Though the language differed, there was a thread that prevailed throughout. Every time there was an actual question rather than an accolade, we were told, mostly by Crocker, that it is a complex situation.
Obama asked what we need to know. ... if the definition of success is so high, no traces of Al Qaida and no possibility of reconstitution, a highly-effective Iraqi government, a Democratic multiethnic, multi- sectarian functioning democracy, no Iranian influence, at least not of the kind that we don't like, then that portends the possibility of us staying for 20 or 30 years.

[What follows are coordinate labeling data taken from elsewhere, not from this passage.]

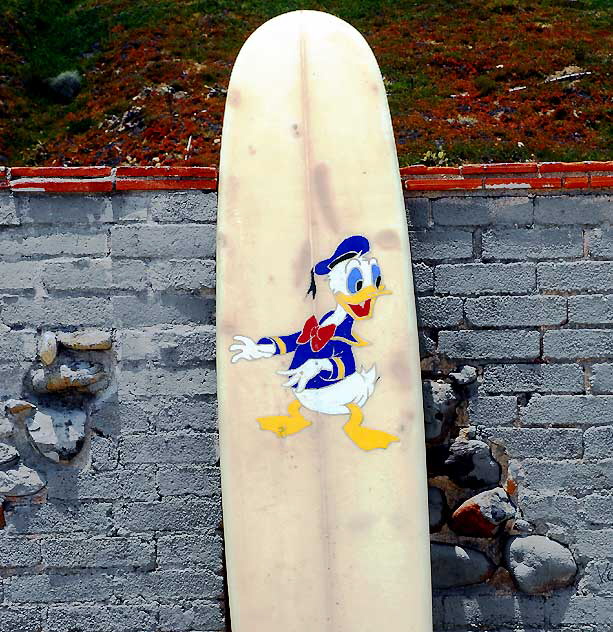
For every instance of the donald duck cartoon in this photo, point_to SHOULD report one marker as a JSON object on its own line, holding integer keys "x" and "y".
{"x": 322, "y": 373}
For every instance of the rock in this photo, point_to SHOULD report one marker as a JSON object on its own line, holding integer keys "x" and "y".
{"x": 57, "y": 434}
{"x": 8, "y": 454}
{"x": 471, "y": 464}
{"x": 466, "y": 375}
{"x": 437, "y": 508}
{"x": 92, "y": 340}
{"x": 80, "y": 376}
{"x": 538, "y": 564}
{"x": 65, "y": 86}
{"x": 439, "y": 407}
{"x": 482, "y": 515}
{"x": 47, "y": 348}
{"x": 458, "y": 566}
{"x": 21, "y": 481}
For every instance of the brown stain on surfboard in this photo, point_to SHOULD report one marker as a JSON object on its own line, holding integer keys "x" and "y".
{"x": 387, "y": 239}
{"x": 323, "y": 193}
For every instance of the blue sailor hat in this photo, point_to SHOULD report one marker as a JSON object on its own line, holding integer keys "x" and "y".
{"x": 348, "y": 248}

If, on the other hand, our criteria is a messy, sloppy status quo but there's not, you know, huge outbreaks of violence, there's still corruption, but the country is struggling along, but it's not a threat to its neighbors and it's not an Al Qaida base, that seems to me an achievable goal within a measurable timeframe, and that, I think, is what everybody here on this committee has been trying to drive at, and we haven't been able to get as clear of an answer as we would like.
If, on the other hand, our criteria is a messy, sloppy status quo but there's not, you know, huge outbreaks of violence, there's still corruption, but the country is struggling along, but it's not a threat to its neighbors and it's not an Al Qaida base, that seems to me an achievable goal within a measurable timeframe, and that, I think, is what everybody here on this committee has been trying to drive at, and we haven't been able to get as clear of an answer as we would like.
That's it. What is the administration's definition of success?
Yet today, the General did an about face before the House on whether or not the fiasco in Basra was due to bad planning on the part of the Iraqi forces. I'd feel much better about the whole process had he not done so. But then, I guess we need to look at the definition of "bad planning" as the administration would have it.
I can only ask why it is bad strategy to end the war and leave the region to a fate of it's own making when there is no definition of success and therefore no way to plan a strategy to achieve it?
Remember the dance-a-thons of old? One by one the contestants would collapse from exhaustion. The last contestants standing won. In our case, will it be exhausted funds, personnel and public opinion? I doubt we will be the last contestant standing. It will be one or another of the Shiia sects or the Sunni.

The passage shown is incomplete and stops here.